Jane finished reading and looked up at me expectantly. I did my best to appear thoughtful, as if her story had given me something to contemplate. There wasn’t much to contemplate. She had submitted three different stories over the eight weeks of our workshop, and every one of them centered on an extra-marital affair. She rubbed the ring on her left hand as she awaited feedback.
“Thank you, Jane,” I said. “Thoughts?”
Shawna spoke first. Of the five people in the group, she was the best writer. Privately, I worried that her writing might actually suffer as a result of the advice she received from this group, but she seemed to know how to politely ignore the wrong suggestions.
“I just want to say, this was so much cleaner than your first draft. Don’t get me wrong, there were some nice passages and the intrigue was there, but it was like sifting through the pieces of a puzzle you’ve just dumped out of a box.

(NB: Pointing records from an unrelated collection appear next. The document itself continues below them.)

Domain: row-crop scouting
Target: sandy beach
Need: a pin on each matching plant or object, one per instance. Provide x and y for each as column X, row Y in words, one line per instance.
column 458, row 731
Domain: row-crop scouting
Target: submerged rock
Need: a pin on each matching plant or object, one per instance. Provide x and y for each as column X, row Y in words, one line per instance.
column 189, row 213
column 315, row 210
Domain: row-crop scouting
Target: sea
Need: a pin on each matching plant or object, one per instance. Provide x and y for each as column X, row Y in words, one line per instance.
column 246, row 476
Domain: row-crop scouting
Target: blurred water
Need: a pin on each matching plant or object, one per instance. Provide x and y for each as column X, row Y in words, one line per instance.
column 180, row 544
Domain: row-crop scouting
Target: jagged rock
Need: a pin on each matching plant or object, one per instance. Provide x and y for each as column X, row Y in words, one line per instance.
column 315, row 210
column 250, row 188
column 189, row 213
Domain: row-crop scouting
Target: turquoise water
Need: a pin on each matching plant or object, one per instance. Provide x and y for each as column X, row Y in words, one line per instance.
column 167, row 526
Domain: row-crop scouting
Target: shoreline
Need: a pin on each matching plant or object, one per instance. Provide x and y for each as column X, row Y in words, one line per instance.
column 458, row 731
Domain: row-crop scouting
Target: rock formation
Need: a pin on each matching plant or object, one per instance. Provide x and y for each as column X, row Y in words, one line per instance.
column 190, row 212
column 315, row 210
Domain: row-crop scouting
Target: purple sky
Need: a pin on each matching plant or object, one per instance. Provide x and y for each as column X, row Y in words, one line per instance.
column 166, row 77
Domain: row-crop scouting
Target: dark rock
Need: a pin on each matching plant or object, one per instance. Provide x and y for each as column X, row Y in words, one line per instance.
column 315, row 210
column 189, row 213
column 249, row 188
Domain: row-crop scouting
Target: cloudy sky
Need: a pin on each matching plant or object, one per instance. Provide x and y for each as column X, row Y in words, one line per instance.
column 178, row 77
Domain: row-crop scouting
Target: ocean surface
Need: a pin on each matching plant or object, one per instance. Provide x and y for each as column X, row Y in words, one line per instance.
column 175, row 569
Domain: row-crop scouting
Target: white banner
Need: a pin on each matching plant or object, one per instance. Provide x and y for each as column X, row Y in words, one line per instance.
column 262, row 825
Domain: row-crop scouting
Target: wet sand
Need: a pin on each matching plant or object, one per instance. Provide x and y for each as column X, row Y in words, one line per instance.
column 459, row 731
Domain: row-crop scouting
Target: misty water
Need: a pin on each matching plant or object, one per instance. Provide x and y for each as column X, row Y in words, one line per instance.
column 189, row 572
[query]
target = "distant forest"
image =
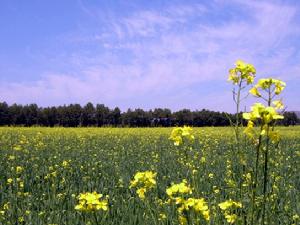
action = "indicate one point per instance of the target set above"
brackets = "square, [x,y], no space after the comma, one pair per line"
[74,115]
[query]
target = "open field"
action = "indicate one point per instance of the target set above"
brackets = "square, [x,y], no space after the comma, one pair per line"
[43,170]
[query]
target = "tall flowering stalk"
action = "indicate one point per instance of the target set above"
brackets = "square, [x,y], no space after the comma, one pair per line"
[241,76]
[266,116]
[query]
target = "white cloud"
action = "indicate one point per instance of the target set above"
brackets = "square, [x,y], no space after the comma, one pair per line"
[150,54]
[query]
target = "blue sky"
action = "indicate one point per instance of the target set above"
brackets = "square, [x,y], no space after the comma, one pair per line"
[144,54]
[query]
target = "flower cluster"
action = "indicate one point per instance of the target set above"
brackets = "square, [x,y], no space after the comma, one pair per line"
[265,114]
[268,84]
[178,193]
[91,202]
[143,181]
[241,72]
[228,207]
[180,133]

You knew there was something there, but it wasn’t clear what it was. This version was like seeing the completed puzzle.”
Jane smiled, thanking Shawna for the compliment.
“I couldn’t have said it better myself,” I agreed. “You’ve come a long way these past eight weeks, Jane.”
“I felt bad for the husband,” said Harold. “He seemed like a good guy, just a little oblivious.”
“I didn’t,” said Dwayne. “Dude clearly doesn’t know how to treat a woman. You gotta tend to that flower, son. All he did was drink milk and watch sitcoms. He deserved to be cheated on.”
John said nothing. He was rolling a quarter between his fingers, ready for someone to ask him the gender of his narrator. He’d been asked about it at every workshop. His response, always the same: “Flip a coin. Get it?”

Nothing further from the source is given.